The session lost one of its most promising horses on Sunday night when Calumet Farm opted to scratch Antoniette, the dam of recent La Brea Stakes winner Switch. The 16-year-old Nicholas mare showed Sunday at Keeneland but began showing a waxy buildup of colostrum on her udder and dripping milk, usually signs of imminent foaling. Calumet scratched her from the sale and shipped her home to produce her Roman Ruler foal, which she did Sunday night, said Keeneland’s associate sales director, Tom Thornbury.

In another disappointment for Keeneland, Grade 1-placed stakes winner Rinterval was a buyback at $210,000. The 6-year-old Desert Prince mare was cataloged as a racing or broodmare prospect.
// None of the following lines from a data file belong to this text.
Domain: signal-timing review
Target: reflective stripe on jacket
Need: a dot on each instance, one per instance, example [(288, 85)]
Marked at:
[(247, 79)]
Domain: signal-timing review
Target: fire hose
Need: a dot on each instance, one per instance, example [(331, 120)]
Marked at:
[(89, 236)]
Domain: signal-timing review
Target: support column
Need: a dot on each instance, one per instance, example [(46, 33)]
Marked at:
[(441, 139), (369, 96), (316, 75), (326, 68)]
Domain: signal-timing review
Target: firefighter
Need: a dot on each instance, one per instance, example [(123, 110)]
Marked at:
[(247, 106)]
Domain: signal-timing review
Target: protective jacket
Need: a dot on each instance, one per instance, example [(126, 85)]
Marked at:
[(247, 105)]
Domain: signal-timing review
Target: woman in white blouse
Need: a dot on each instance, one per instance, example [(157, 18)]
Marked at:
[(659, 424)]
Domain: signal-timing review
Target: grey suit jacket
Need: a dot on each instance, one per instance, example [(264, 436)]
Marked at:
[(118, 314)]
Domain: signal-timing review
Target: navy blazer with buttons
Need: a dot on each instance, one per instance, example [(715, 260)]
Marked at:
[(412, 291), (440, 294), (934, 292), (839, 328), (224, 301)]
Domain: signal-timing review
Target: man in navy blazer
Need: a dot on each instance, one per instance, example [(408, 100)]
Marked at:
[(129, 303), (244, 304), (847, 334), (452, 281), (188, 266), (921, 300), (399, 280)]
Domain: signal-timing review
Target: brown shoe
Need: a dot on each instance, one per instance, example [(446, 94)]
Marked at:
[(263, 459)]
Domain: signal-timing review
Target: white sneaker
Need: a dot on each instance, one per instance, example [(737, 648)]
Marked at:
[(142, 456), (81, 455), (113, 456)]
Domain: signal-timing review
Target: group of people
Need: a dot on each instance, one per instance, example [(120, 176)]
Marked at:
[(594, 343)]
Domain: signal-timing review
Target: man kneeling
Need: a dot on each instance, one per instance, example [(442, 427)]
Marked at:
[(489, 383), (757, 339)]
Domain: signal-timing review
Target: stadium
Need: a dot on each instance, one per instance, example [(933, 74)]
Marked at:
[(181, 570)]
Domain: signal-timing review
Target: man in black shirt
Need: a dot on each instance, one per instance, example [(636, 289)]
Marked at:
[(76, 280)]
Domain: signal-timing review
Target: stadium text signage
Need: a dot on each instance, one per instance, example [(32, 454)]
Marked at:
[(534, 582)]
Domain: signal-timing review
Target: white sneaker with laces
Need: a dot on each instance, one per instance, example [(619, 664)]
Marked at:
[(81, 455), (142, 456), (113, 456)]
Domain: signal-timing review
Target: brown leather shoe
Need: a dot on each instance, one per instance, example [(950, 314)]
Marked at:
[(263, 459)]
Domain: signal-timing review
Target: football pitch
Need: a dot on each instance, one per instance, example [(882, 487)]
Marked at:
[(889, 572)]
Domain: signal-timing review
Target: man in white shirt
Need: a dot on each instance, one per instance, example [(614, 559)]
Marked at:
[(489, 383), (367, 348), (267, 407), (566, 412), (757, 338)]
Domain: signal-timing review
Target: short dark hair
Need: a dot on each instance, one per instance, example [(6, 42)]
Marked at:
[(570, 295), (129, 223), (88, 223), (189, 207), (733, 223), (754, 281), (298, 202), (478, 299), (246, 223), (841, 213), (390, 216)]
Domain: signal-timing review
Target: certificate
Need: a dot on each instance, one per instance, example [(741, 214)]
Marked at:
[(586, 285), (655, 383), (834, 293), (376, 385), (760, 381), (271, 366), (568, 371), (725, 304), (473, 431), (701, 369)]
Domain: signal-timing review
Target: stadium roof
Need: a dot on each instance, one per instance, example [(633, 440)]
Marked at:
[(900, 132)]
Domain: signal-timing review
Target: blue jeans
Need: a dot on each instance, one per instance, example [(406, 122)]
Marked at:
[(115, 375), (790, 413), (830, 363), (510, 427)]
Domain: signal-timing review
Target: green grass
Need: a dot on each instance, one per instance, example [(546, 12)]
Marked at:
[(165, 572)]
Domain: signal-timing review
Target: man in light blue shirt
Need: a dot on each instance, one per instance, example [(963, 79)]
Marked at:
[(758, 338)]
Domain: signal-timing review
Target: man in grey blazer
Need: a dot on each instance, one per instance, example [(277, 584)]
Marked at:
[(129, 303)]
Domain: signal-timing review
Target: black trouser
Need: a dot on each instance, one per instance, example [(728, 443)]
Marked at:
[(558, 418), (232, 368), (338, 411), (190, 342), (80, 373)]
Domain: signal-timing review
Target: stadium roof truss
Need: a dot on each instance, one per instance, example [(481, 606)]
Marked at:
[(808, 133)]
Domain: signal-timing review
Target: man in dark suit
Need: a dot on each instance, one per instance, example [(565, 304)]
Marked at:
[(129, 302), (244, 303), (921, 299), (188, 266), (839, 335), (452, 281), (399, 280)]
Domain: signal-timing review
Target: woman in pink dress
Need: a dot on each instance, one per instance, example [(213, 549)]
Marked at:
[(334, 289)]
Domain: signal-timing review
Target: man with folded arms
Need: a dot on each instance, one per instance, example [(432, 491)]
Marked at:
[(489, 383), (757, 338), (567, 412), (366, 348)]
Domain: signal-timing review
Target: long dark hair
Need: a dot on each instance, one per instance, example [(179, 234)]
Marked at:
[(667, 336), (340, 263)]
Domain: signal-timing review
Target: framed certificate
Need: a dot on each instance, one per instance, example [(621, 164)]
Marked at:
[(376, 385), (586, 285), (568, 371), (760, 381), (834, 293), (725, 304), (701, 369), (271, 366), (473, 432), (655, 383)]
Many sellers couldn’t help expressing dismay at how far bloodstock values have fallen since the 2008 market collapse, but most agreed that they understood the new reality.

“I think we’ve all got to get to the point where we stop talking about 2007 and start thinking about 2011 and start building it back up,” Three Chimneys Farm’s Clay said.

The January sale was to continue through Jan. 14, with sessions starting at 10 a.m. daily.